Penn State basketball coach working to boost small crowds
February 14, 2013 10:00 AM
Abby Drey/Centre Daily Times
Penn State coach Patrick Chambers has thrown down a challenge to the student body to fill the Bryce Jordan Center for tonight's game vs. Iowa.
By Mark Dent Pittsburgh Post-Gazette
UNIVERSITY PARK, Pa. -- The thinning hair that usually rests on the head of Patrick Chambers has vanished completely. He shaved it for charity.
"No hair, don't care," he said, stating the title of a popular State College fundraiser.
The Penn State men's basketball coach wore sneakers last month for Coaches vs. Cancer and represented the charity at a golf tournament last summer even though surgery on his knee kept him in a wheelchair. So the man knows how to give and likes to give.
And tonight, he's reaching a little further. Chambers has pledged to give $10 for each student who comes to Penn State's game against Iowa to THON, which raises money to combat pediatric cancer.
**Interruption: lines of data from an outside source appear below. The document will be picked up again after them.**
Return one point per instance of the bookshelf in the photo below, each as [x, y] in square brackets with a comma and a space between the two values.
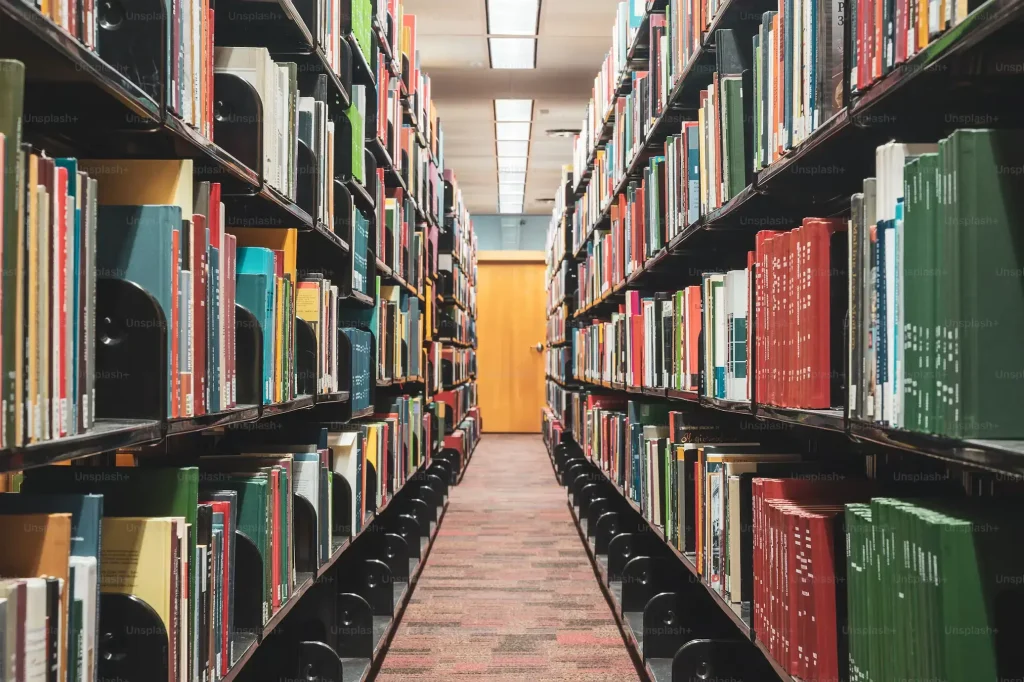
[686, 308]
[239, 315]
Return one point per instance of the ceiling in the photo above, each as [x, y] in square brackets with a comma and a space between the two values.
[452, 36]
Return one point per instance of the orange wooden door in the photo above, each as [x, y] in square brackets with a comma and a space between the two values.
[511, 303]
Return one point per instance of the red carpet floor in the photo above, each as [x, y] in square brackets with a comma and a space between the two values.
[508, 592]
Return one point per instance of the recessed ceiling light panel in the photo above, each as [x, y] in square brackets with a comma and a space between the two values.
[513, 52]
[513, 110]
[513, 17]
[512, 131]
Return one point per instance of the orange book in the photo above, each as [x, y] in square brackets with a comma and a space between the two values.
[37, 546]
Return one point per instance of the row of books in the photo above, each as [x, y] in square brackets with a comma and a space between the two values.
[400, 242]
[454, 281]
[456, 324]
[559, 402]
[798, 74]
[458, 366]
[458, 402]
[559, 227]
[935, 306]
[556, 324]
[49, 216]
[810, 552]
[560, 283]
[164, 534]
[458, 238]
[558, 363]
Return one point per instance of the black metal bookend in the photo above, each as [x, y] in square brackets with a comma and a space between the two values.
[452, 458]
[419, 510]
[133, 40]
[354, 627]
[132, 352]
[622, 549]
[342, 143]
[392, 550]
[597, 508]
[409, 527]
[712, 659]
[643, 578]
[371, 484]
[607, 526]
[376, 584]
[248, 356]
[238, 120]
[444, 469]
[249, 606]
[341, 515]
[316, 662]
[133, 643]
[307, 176]
[436, 476]
[342, 216]
[432, 501]
[664, 629]
[306, 537]
[305, 358]
[589, 492]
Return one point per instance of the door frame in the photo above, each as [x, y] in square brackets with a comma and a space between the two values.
[511, 257]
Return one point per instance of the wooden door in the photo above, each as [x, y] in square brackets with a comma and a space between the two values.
[511, 303]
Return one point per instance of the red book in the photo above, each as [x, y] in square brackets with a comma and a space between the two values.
[231, 242]
[200, 266]
[275, 540]
[59, 307]
[225, 509]
[175, 378]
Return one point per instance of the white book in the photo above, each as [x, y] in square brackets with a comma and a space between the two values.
[85, 590]
[36, 655]
[253, 65]
[345, 448]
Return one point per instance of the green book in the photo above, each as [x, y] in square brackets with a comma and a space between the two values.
[11, 103]
[254, 519]
[732, 134]
[989, 258]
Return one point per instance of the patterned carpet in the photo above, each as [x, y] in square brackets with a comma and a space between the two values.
[508, 593]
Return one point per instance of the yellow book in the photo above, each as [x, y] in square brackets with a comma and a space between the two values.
[285, 240]
[32, 412]
[136, 559]
[38, 546]
[922, 29]
[372, 465]
[138, 181]
[279, 335]
[702, 156]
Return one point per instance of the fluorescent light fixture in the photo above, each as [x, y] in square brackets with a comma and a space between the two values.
[513, 148]
[512, 131]
[511, 164]
[510, 177]
[511, 192]
[513, 110]
[513, 52]
[513, 17]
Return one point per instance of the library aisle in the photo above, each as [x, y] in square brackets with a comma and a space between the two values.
[508, 592]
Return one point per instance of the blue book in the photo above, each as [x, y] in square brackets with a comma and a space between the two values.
[213, 382]
[74, 257]
[86, 529]
[787, 54]
[136, 244]
[693, 174]
[256, 290]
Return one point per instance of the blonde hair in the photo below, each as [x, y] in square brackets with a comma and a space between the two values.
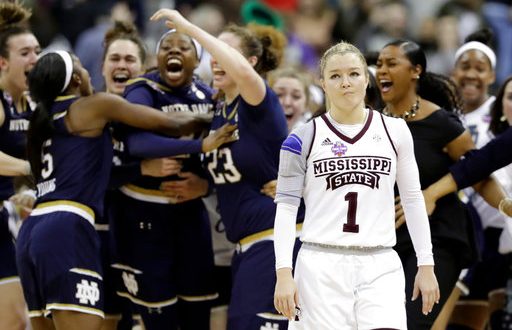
[342, 48]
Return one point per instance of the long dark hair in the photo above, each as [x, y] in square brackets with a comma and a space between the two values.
[497, 126]
[433, 87]
[45, 83]
[124, 31]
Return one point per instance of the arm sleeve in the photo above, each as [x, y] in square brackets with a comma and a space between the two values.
[290, 182]
[479, 164]
[408, 181]
[122, 174]
[149, 145]
[284, 234]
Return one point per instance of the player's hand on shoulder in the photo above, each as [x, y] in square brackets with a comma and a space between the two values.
[173, 19]
[285, 295]
[426, 284]
[218, 137]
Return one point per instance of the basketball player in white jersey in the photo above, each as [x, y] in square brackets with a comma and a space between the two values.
[345, 164]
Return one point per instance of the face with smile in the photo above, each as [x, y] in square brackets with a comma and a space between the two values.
[344, 80]
[221, 80]
[122, 62]
[177, 59]
[395, 74]
[473, 74]
[23, 50]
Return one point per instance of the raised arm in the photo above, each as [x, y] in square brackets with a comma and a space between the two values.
[95, 111]
[11, 166]
[290, 182]
[250, 85]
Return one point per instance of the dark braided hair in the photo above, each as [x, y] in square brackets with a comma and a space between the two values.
[13, 21]
[45, 83]
[433, 87]
[124, 31]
With this latest gesture, Chambers has combined two of the major roles he's known for: respectable philanthropist and master promoter.
Say what you will about Penn State basketball's less-than-ideal win/loss record and even less-than-ideal attendance, Chambers has tried to excite the fans. He acknowledges that winning is the best way but that hasn't stopped him from encouraging students through other avenues.
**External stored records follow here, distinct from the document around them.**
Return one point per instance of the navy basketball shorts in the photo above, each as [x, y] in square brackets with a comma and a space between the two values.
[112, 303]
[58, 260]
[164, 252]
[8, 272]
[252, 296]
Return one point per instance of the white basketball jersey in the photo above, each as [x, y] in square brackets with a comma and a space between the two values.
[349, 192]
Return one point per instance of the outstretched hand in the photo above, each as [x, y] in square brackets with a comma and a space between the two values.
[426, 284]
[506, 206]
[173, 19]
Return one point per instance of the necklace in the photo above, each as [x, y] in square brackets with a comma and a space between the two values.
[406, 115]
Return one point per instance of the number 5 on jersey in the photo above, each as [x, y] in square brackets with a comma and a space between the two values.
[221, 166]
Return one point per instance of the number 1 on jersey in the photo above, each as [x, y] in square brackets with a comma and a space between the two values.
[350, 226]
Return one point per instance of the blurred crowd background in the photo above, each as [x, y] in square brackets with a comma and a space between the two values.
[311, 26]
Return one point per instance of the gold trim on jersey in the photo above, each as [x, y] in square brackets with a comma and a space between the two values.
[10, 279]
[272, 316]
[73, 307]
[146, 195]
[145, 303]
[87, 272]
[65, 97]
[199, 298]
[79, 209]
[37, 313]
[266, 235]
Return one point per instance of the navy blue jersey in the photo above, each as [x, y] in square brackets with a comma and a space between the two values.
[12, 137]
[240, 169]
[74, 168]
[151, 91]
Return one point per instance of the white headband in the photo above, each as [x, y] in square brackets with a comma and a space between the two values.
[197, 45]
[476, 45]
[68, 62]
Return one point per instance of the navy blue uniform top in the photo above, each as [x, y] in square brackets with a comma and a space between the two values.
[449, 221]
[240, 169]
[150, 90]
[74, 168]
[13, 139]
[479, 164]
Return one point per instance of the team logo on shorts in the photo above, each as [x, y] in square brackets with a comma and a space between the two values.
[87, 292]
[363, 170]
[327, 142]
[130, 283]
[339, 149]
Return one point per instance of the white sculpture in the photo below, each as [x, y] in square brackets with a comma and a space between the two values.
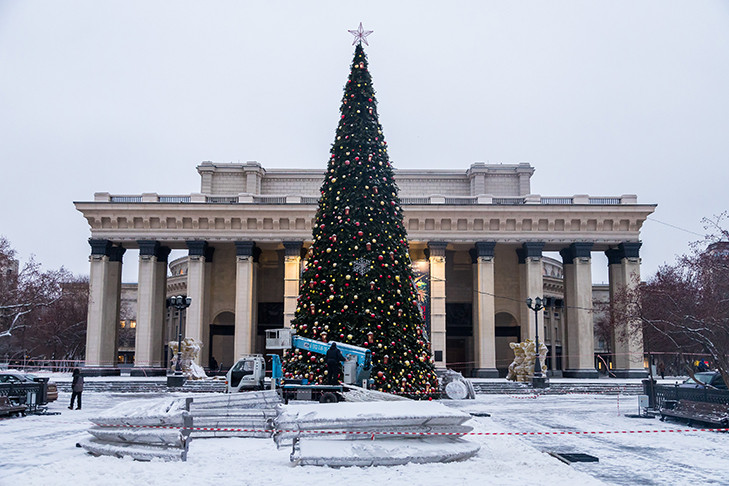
[190, 351]
[522, 368]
He has dressed like football player Mike Mauti, taught class, led pep rallies and paid for season tickets for several students who waited in line to buy them this fall.
"I've done everything that has been asked of me and then some," he said.
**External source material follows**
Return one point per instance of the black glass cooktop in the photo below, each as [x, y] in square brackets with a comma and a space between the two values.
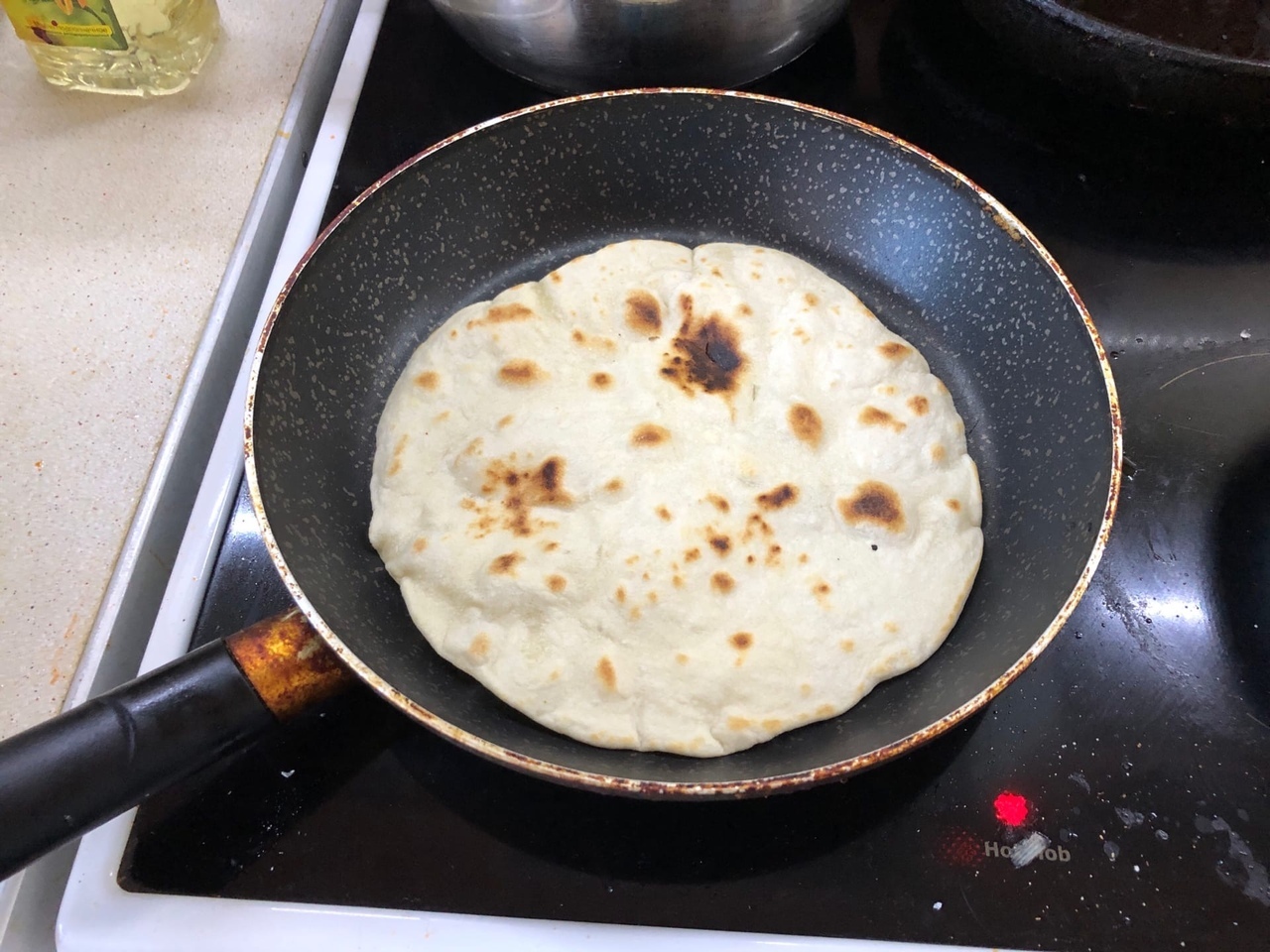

Student attendance -- and attendance overall -- has been sparse at most Penn State games this season. Although Penn State doesn't generally keep an exact count of students, a spokesperson said the largest student crowd they had so far this year was 2,000 against Nebraska. He said the record was 6,000 for the 2011 senior day game for star Talor Battle.
Chambers said THON impressed him last year, and he knows the Penn State students are trying to reach the $11 million mark this year. He wants a large crowd and a large donation.